The Quiet Attacks on Your Rights You Probably Haven’t Heard About

Last Tuesday, the Federal Communications Commission (FCC) released a plan to repeal Obama-era net neutrality rules. Their proposal would allow internet service providers to charge consumers more for higher streaming speeds or for access to certain websites, effectively opening a legal route to deny people access to a free and open internet based on their ability to pay. This came just a week after the FCC voted to roll back Lifeline, a program that helps low-income Americans pay for phone and broadband service.

The FCC’s actions are the latest in a year-long assault on low-income Americans. They come at a time when Senate Republicans are trying to pass a tax bill that would strip health coverage from 13 million Americans and eliminate dozens of federal programs that support low-income families—including protection for crime victims, food for the elderly, and affordable housing—to pay for tax cuts for the wealthy and corporations.

But those are just the headline battles. There is a quieter war being waged in the trenches: in state legislatures and federal courts, in congressional committees and governors’ mansions, and—as with the FCC’s recent decisions—in federal agencies.

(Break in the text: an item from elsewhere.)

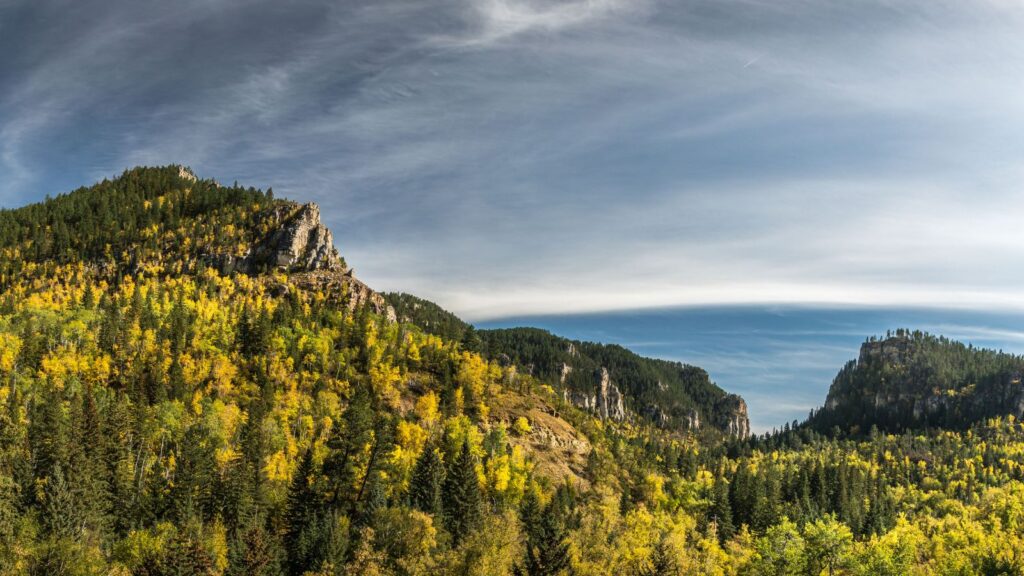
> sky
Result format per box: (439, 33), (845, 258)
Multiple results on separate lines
(0, 0), (1024, 321)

Here’s a brief recap of what this war has looked like in just the past few months.

The administration is legalizing discrimination

While the ADA Education and Reform Act has been quietly making its way through Congress, threatening to undo decades of progress for people with disabilities, two separate agencies have undertaken actions of their own to repeal even more protections. The Department of Transportation yielded to pressure from airline industry lobbyists and delayed implementation of an Obama-era rule designed to prevent airports from routinely losing or breaking wheelchairs and other equipment that belongs to disabled passengers. And last month, Secretary of Education Betsy DeVos rescinded 72 guidance documents that help schools enforce protections for students with disabilities. The revoked guidelines include a policy that helps students with disabilities get federal financial assistance and guidance for states on how to meet the needs of students with hearing loss.

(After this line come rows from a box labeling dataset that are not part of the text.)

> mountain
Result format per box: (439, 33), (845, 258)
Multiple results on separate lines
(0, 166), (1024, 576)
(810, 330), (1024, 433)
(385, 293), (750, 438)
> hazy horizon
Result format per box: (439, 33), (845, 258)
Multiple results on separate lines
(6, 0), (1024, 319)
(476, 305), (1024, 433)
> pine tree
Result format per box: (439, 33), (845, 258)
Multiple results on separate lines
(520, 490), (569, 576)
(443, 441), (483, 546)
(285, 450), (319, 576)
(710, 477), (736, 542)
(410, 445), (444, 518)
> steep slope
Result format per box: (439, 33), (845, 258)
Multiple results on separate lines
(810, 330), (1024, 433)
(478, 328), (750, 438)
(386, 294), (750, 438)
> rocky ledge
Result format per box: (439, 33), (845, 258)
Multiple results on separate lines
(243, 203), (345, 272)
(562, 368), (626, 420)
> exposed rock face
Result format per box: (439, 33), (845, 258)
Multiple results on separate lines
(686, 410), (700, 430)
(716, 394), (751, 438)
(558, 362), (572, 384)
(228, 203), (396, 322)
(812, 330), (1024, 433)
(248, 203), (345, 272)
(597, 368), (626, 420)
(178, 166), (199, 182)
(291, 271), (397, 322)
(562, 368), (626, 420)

The courts are chipping away at civil rights, too. Trump’s Supreme Court appointee, Neil Gorsuch, could cast the deciding vote in a case from a business owner who refused to make a wedding cake for a same-sex couple. If his appeal is successful, it could allow business owners to use their religious beliefs to deny service to customers on the basis of their sexual orientation, or even other protected identities such as race, religion, or national origin. This would hit low-income residents of rural communities particularly hard, who might not have other businesses they can turn to if they’re denied service (research shows they won’t).

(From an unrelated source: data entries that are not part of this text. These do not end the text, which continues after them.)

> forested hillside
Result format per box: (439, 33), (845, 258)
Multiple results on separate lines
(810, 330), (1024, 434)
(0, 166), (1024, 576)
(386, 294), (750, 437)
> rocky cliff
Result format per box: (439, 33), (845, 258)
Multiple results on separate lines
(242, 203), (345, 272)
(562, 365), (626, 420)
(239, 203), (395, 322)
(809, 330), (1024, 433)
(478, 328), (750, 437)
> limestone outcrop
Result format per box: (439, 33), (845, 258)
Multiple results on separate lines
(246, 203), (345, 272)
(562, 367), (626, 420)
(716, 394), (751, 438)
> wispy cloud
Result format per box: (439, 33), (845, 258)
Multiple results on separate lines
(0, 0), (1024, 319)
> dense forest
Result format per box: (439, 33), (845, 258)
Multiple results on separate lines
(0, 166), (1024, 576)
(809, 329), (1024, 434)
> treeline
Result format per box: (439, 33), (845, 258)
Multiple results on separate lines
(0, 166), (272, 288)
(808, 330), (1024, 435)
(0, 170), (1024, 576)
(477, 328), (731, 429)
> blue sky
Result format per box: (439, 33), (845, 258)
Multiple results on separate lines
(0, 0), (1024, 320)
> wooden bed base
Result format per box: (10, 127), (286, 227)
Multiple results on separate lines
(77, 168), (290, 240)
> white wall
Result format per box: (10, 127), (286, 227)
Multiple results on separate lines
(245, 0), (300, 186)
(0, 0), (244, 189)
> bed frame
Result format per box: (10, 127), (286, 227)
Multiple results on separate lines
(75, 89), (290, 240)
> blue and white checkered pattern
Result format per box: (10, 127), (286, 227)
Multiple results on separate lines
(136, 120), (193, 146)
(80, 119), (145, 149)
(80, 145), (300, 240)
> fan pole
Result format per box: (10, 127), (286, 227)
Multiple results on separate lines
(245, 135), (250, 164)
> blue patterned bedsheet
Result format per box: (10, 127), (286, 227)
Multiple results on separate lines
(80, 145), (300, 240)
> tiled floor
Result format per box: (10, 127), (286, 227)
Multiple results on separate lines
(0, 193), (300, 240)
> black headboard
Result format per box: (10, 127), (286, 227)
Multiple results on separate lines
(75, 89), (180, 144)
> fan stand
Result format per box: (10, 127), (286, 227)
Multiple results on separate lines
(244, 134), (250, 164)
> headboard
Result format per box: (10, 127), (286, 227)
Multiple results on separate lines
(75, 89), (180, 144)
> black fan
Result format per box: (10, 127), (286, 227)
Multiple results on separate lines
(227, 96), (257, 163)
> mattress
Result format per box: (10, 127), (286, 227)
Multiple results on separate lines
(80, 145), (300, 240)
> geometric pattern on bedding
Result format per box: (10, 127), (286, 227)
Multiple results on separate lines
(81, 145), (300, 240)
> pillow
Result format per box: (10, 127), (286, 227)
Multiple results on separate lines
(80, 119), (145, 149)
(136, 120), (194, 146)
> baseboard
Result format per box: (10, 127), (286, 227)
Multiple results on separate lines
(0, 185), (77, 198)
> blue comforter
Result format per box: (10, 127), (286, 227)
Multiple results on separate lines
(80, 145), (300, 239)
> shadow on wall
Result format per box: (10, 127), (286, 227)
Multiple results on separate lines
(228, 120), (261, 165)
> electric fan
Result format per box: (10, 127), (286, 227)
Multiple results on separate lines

Trump is also stacking lower courts with anti-worker judges: He appointed Thomas Farr, a lawyer who has defended voter suppression and built his career undermining workers’ rights, to a district court in North Carolina. Perhaps more frightening, he appointed Don Willett to the 5th Circuit—a pro-corporate judge who voted to give himself the authority to strike down regulations that “interfere with the free market.”

Federal agencies are chewing giant holes in the safety net

The Department of Health and Human Services is encouraging states to adopt work requirements for Medicaid, which would punish unemployed workers for not being able to find a job by taking away their health care. This continues the administration’s trend of using work requirements to gut safety net programs, after Trump’s presidential budget proposed work requirements to help pay for $193 billion in cuts to the Supplemental Nutrition Assistance Program.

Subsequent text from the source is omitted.